Meadowlark HotRod Shearwater loudspeaker Page 3
However, when listening to Jimmy Iovine's exemplary production of Patti Smith's Easter (a first-pressing Arista LP, AR4171), I discovered what amounted to a minor kink in the Shearwater's armor. While it delivered plenty of snap and crackle on Smith's rousing anthem "Till Victory," in my estimation it lacked some of the requisite pop needed to satisfy hard-core rockers. Such are the tradeoffs for coherence, linearity, and harmonic accuracy. Still, on Star Kitty's Revenge (Universal 440 016 701-2), R&B diva Joi's long-awaited follow-up to her visionary "Record To Die For" The Pendulum Vibe (EMI 8 27762 2), the Shearwater delivered ample low-end slam on "Lick"—where bass is practically spoken as an expletive—while floating this petite powerhouse's bluesy lead vocal well above the madding mix. I concluded that the Shearwater's low-end performance was neither lean nor lacking, but a tad laid-back. Thus, while the speakers were able to induce internal bleeding, my dentures remained intact.

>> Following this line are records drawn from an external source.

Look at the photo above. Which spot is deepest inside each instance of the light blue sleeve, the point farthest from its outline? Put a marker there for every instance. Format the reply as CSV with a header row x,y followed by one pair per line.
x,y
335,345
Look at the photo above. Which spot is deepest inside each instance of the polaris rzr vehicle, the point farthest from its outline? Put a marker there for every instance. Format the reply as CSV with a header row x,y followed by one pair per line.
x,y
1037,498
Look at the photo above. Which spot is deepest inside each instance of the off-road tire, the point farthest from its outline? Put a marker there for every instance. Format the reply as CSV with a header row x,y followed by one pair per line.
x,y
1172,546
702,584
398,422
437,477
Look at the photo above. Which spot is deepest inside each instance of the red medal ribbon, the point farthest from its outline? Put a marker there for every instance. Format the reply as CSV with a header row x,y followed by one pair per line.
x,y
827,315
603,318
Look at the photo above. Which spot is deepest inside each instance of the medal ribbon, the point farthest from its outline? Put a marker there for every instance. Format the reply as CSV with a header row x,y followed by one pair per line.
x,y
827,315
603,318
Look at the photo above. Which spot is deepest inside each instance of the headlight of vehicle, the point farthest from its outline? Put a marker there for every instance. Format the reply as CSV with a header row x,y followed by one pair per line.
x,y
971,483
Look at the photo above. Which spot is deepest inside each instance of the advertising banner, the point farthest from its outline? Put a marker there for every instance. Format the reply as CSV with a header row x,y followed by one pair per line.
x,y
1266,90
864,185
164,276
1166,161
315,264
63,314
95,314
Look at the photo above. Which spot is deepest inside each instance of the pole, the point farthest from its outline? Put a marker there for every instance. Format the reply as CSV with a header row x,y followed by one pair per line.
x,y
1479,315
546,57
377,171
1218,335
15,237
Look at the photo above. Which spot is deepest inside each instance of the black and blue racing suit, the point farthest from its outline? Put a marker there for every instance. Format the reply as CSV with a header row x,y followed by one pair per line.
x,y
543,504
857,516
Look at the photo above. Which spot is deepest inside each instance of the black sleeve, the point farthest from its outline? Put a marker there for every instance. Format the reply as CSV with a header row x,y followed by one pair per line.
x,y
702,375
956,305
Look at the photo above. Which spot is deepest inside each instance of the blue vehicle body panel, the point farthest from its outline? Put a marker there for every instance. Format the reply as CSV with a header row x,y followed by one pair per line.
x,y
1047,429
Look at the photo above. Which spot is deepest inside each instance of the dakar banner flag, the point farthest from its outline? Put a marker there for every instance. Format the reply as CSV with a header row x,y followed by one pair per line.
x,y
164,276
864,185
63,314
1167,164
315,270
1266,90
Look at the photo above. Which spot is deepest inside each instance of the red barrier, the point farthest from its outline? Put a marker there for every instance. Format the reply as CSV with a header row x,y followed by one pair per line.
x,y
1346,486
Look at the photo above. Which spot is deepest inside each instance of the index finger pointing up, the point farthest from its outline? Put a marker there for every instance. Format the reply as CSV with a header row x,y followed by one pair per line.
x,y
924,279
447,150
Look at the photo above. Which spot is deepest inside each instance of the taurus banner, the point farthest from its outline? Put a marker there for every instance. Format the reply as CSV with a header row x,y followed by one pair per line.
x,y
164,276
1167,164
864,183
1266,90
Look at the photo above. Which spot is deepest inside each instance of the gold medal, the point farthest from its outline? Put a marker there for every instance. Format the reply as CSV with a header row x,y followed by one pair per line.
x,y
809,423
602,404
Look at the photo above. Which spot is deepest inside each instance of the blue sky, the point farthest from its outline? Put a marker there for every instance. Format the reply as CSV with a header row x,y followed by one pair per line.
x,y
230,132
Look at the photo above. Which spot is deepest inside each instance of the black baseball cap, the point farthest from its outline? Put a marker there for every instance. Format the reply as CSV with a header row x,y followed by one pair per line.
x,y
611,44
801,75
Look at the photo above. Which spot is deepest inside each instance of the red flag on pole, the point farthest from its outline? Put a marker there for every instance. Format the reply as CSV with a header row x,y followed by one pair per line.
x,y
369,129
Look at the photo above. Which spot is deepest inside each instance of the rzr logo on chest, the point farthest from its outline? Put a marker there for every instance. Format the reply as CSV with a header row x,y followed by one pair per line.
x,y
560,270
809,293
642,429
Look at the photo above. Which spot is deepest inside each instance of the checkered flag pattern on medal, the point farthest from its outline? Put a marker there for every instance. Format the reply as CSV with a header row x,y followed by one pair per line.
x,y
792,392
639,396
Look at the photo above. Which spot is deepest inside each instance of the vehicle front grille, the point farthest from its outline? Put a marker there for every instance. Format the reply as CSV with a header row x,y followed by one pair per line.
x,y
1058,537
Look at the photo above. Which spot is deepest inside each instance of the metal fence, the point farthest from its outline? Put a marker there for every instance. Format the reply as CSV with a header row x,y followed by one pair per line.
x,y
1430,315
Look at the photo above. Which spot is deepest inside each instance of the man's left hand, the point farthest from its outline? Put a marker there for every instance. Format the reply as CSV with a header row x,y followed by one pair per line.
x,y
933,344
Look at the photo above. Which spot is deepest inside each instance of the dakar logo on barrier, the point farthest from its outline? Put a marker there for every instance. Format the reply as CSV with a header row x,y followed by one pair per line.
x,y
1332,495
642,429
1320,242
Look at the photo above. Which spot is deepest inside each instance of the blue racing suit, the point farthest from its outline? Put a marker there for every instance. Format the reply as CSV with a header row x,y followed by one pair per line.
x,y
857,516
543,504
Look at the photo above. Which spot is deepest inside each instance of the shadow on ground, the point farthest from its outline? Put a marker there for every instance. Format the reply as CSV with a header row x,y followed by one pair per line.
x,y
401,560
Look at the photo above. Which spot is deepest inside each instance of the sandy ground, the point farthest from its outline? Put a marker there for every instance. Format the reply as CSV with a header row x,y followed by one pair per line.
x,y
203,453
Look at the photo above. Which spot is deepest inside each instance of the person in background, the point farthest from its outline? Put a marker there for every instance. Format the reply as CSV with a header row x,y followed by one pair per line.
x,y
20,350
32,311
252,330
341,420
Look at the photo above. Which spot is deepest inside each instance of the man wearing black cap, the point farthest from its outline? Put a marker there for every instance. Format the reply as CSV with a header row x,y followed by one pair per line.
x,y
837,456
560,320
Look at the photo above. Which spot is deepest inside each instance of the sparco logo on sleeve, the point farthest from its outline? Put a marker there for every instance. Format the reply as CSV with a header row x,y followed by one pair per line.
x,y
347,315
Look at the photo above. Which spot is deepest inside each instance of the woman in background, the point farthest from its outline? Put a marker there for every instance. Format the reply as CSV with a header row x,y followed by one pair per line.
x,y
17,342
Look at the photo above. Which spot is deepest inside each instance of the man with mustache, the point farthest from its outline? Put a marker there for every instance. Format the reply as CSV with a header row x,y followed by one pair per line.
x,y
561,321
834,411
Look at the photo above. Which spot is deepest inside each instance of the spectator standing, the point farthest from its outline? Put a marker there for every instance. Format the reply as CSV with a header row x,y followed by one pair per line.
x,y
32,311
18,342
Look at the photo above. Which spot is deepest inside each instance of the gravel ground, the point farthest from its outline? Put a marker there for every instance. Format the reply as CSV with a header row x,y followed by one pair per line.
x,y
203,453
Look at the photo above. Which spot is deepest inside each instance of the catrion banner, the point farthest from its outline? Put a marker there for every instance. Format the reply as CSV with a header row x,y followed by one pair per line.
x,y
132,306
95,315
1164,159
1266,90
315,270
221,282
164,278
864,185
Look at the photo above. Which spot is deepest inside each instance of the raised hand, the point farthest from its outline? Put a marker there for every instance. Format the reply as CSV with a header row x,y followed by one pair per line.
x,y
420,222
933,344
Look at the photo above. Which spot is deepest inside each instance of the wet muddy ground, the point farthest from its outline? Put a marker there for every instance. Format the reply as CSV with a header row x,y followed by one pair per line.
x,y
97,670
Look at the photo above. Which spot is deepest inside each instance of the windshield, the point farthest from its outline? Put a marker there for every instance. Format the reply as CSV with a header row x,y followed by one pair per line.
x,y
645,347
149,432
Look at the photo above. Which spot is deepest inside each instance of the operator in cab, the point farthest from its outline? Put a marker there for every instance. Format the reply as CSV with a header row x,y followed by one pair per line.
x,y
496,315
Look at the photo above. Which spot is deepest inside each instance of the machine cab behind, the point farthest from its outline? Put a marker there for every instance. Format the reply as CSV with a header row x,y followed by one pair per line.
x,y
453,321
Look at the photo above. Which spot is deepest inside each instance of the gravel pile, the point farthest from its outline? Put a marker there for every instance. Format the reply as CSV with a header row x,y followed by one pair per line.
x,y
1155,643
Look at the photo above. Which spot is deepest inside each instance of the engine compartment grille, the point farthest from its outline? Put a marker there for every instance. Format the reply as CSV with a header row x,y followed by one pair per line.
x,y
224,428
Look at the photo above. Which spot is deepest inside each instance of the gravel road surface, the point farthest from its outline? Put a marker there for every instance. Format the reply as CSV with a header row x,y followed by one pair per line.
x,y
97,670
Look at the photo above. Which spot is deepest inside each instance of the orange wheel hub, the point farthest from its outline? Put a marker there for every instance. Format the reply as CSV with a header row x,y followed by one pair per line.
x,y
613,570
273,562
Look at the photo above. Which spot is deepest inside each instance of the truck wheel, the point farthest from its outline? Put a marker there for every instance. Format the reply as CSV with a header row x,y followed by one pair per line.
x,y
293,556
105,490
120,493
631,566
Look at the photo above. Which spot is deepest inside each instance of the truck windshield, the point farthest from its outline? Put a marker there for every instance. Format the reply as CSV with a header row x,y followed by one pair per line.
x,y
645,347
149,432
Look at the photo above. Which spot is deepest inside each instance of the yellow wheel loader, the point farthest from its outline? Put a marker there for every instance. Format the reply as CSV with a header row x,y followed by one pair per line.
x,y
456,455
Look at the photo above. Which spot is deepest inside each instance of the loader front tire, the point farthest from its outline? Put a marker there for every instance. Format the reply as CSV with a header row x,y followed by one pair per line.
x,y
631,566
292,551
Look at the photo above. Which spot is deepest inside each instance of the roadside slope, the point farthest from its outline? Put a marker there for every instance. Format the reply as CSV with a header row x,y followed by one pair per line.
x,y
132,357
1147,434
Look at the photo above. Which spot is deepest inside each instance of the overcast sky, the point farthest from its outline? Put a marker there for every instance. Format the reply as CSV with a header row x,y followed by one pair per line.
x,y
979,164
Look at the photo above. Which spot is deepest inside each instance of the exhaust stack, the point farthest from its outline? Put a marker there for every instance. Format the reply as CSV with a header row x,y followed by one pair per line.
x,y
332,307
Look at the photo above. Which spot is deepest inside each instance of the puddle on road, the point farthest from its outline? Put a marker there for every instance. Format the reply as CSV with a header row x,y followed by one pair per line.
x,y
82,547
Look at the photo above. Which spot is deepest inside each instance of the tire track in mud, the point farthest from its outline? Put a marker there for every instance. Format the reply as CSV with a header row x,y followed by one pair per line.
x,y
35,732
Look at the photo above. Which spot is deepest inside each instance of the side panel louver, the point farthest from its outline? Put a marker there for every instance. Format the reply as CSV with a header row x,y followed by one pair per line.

Yet ultimately, for me, a speaker's fidelity to recorded vocals is a more tangible inducement than the prospect of receiving a lap dance from the bass player. Throughout the superb new double-gold disc special edition of the Amadeus soundtrack (Neville Marriner/Academy of St. Martin-in-the-Fields, Fantasy 2WAMCD-44352), female vocals soared unimpeded and unconstrained, as if suspended in their own amniotic fluid—from the piping, woodwind-like upper-register leaps that punctuate the Queen of the Night's aria (from The Magic Flute) to the feathery, gossamer counterpoint in Confutatis (from Mozart's Requiem), with which the soprano section suggests a receding vision of heaven.
And, in the English sea shanty "What Shall We Do with a Drunken Sailor" and the Venezuelan joropo "Mata del Anima Sola," from Let Your Voice Be Heard (Cantus CTS-1201) by the male vocal ensemble Cantus, the Shearwaters easily sorted out the complex layering and intermingling of the basses, baritones, and tenors while maintaining ensemble integrity, delineating individual details, and reproducing the sublime recorded acoustic that Stereophile's own John Atkinson has so meticulously captured—all in a perfect symmetry of rhythmic, textural, and ambient cues.
In a last, conclusive test, I listened to two inspiring solo-piano recordings: Sviatoslav Richter's Richter Rediscovered: Carnegie Hall Recital, December 26, 1960 (RCA 63844-2), and Arcadi Volodos' disc of solo piano works by Schubert (Sony Classical SK 89647). The Shearwaters brought me closer to the subtle percussive clack of the hammers as they struck the strings, and I apprehended no strain or ringing as they reproduced the transient snap of Richter's dazzling percussive articulations and expressive palette of tonal colors in the Allegro of Haydn's Sonata in C.
The Schubert disc was recorded direct to DSD last summer in the acoustic grandeur of Vienna's Sofiensaal, a ballroom where Johann Straus II's orchestra kept 'em dancing (sadly, it burned to the ground barely a month later). This amazing recording showcases the depth of Volodos' touch on Schubert's Sonata in G. The young virtuoso patiently builds momentum throughout the long opening movement in waves of chorale-like lyricism and layers of nuanced textures as he rises from ppp to fff. Throughout, the Shearwaters maintained a perfect stereo image without grain or compression, while conveying the organic interplay of the piano and the resonant venue.